Friday, 30 March 2018

Stephen Florida


In my private corner, I spit on the ground. I tell myself I will come back to that thing I've left – that spit – in fewer than ten minutes, and I will have won. I've done this thing so many times that I know when twelve minutes are up, I'm on a schedule, I'm a creature of habit and something clicks, and then I go from privacy into the gym and to the edge of the mat and wait for my opponent, I'm skin and gristle and little water, Stephen Florida without end Amen.

Steven Forster was an orphan and a somewhat talented high school wrestler when a full-ride scholarship to a mediocre college landed in his lap – albeit getting his name completely wrong – and with no other options or ambitions, Stephen Florida was born. I know I often complain about writers with MFAs having had the juice educated out of their writing – and that's very nearly the case here, with writing that feels very deliberately crafted instead of craftily effortless – but author Gabe Habash has written a character so peculiar yet identifiable, and created such a weird and uncanny atmosphere in which to place this unlikeable antihero, that I ended this book with nothing but admiration for what Habash was able to achieve (even if I can't say I really liked the book itself). And note: With a daughter, Kennedy, who was a one season high school wrestler – she effortlessly made her way through the ranks to the Provincials, where she first encountered someone trying to actively hurt her, and suffering bruised ribheads requiring medical attention in the first match at that level, she lost her nerve and retired from the sport – I had enough familiarity with the wrestling world to perfectly visualise these scenes. Also note: Kennedy relayed to me the "checking the oil" move the first time she was told about it, but being a girl, the old "five-on-two" never came into play.

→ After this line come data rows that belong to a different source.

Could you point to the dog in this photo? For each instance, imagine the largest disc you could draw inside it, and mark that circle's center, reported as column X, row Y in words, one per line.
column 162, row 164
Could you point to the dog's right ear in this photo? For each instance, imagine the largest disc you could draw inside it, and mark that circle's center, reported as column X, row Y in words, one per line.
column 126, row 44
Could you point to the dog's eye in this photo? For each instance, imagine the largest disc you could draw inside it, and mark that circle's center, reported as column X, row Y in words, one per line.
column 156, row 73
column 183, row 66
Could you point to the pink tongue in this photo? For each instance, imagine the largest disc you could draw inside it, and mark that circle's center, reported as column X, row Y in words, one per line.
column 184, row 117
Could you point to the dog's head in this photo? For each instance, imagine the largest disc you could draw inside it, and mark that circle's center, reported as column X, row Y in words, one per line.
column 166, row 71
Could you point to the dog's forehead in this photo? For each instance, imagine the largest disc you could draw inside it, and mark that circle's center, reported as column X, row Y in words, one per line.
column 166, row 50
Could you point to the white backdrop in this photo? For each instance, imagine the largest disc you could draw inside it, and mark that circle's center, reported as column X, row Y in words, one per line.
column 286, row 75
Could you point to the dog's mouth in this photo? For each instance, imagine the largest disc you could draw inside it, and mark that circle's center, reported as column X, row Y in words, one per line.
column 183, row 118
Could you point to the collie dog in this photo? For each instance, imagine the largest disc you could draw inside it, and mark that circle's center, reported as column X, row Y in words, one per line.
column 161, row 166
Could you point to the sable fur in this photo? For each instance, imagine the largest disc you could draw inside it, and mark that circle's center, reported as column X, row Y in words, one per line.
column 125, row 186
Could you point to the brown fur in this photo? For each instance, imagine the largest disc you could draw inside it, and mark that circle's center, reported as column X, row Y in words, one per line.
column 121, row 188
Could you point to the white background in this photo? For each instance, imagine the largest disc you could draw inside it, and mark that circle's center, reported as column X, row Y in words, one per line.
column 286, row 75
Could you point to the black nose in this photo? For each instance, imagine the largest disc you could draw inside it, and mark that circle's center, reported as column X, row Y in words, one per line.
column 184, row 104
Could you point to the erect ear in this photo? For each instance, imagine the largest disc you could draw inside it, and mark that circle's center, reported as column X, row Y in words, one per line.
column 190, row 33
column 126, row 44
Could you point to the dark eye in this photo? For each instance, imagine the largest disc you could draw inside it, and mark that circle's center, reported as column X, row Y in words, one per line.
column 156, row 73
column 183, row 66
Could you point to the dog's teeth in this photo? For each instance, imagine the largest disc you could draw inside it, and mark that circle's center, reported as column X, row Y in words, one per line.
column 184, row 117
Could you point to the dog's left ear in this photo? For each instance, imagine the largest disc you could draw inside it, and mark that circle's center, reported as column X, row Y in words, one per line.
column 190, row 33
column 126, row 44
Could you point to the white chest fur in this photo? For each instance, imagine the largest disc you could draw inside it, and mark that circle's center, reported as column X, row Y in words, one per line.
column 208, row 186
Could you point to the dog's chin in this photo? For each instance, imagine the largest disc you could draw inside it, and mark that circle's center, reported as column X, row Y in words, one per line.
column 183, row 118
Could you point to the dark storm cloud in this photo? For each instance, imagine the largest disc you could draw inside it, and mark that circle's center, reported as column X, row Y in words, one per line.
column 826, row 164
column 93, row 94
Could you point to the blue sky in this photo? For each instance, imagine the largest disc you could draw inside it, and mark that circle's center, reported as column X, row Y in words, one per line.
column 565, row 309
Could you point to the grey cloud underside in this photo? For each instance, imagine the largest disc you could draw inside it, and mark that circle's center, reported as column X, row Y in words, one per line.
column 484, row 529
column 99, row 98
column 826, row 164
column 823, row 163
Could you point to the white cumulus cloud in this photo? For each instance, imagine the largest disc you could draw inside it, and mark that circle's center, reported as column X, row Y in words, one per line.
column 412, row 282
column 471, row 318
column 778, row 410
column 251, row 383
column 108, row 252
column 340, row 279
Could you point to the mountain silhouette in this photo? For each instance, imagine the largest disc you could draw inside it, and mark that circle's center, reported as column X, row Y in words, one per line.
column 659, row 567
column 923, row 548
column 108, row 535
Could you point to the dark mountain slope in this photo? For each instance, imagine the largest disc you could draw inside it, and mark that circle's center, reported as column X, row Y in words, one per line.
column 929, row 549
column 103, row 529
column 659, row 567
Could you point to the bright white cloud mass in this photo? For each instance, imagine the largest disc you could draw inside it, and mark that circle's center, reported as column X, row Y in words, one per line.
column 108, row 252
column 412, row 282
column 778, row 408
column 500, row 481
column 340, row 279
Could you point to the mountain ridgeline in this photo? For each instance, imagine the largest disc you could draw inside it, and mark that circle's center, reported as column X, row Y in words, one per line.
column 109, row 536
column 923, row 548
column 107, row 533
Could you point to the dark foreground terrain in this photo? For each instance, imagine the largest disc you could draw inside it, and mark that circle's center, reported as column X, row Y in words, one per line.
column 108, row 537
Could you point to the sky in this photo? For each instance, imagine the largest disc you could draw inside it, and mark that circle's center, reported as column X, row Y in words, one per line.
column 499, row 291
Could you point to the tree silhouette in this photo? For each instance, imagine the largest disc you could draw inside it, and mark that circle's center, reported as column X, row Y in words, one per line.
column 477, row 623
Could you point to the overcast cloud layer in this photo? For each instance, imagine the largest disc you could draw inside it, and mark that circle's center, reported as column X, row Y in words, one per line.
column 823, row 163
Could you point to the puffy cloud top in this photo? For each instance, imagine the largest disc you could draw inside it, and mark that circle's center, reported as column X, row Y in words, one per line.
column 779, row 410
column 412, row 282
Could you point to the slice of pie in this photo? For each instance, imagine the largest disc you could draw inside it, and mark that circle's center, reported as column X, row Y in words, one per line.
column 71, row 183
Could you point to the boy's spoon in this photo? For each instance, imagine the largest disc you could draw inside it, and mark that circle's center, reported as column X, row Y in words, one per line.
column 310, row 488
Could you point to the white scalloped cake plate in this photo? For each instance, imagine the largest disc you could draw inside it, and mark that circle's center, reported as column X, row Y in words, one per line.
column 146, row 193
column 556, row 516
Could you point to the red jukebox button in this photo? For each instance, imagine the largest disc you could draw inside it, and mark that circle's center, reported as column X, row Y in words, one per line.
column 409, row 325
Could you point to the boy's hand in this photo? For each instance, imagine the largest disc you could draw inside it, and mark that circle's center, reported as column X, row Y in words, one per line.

Although Florida is single-mindedly focussed on wrestling – he's in his senior year of college as the book begins, so he has one last chance to fulfill a promise to his dead grandmother to one day win a national championship in her honour – he has also been meeting his course requirements throughout the years; somehow absorbing a liberal arts education along the way. Having earned B's and C's in such classes as Culture of Global Capitalism, Arthurian Romance, and What is Nothing?, Florida's inner monologue – juvenile, narcissistic, unpolished – is studded with learnings despite himself, leading to nicely jarring passages like this one:

What I'm thankful for: this season, drive, motivation, success lust, that I'm not fat, that I'm not a handicapped, that I don't have fucking spina bifida, that no one can hear my thoughts except me, that activeness forestalls the sludge of the cosmos, that my hands are big for my size, Linus, Oregsburg, that my great-grandpas put it in my great-grandmas and that my grandpas put it in my grandmas and that my dad put it in my mom, that I wasn't born in King Leopold's Congo or Siberia, that my sinuses are a high mountain cave and there is a little grendel in there tending her mushrooms, that I'll never have too much time on my hands, that there are other wrestlers out there waiting for me to come tear them down, my grandma, that I have a job to do.
Hints are dropped throughout about the hardships Florida has faced – from the early loss of his parents and childhood best friend to his fellow college students avoiding him as “cute but weird” – but in the first section of this book, things are looking up: he's winning his meets, he's found a sort of friend to mentor in a talented Freshman wrestler, he's found a sort of girlfriend in a warmhearted artist, and he's found a sort of family in an aunt who reaches out from the blue. We're always in Stephen Florida's head, so any rays of sunshine are a relief from his sudden bouts of violence, his bizarre proclamations, the Suicide Prevention pamphlets in his desk drawer. But when things start to fall apart for Florida, not only do increasingly strange events start to occur in the outside world – a green notebook full of poetry and dark warnings, a strange confession via CB radio, a gorilla mask in the shower – but his inner obsessions extinguish any sense of hope:
More and more things keep happening to me. Insignificant things and significant things and boring things and sacred things and terrible things and nice things and strange things. They disguise themselves as new events but really I know what they are, they're ancient events that have happened before and they've just run to the back of the line to wait their turn again.
The tension and uncertainty made for such a charged reading experience: Stephen Florida wants one thing – a national wrestling championship – and while on the one hand he's pretty unlikeable and hard to root for, on the other, his focus on rigorous training, asceticism, and self-denial (and as graduation approaches, the realisation that his college education hasn't prepared him for a job in the real world) makes the reader believe that he has earned this one thing when the world has given him so little else. A sports book has a concrete form – a setup, a setback, a final showdown that can end in one of two ways – but with such a disturbed main character and an atmosphere that kept me off-balance, Habash pretty much transcends the formula: ultimately, the plot (and its often unnecessarily bizarre twists) was less important than character/setting/atmosphere, and I'm sure I preferred it that way.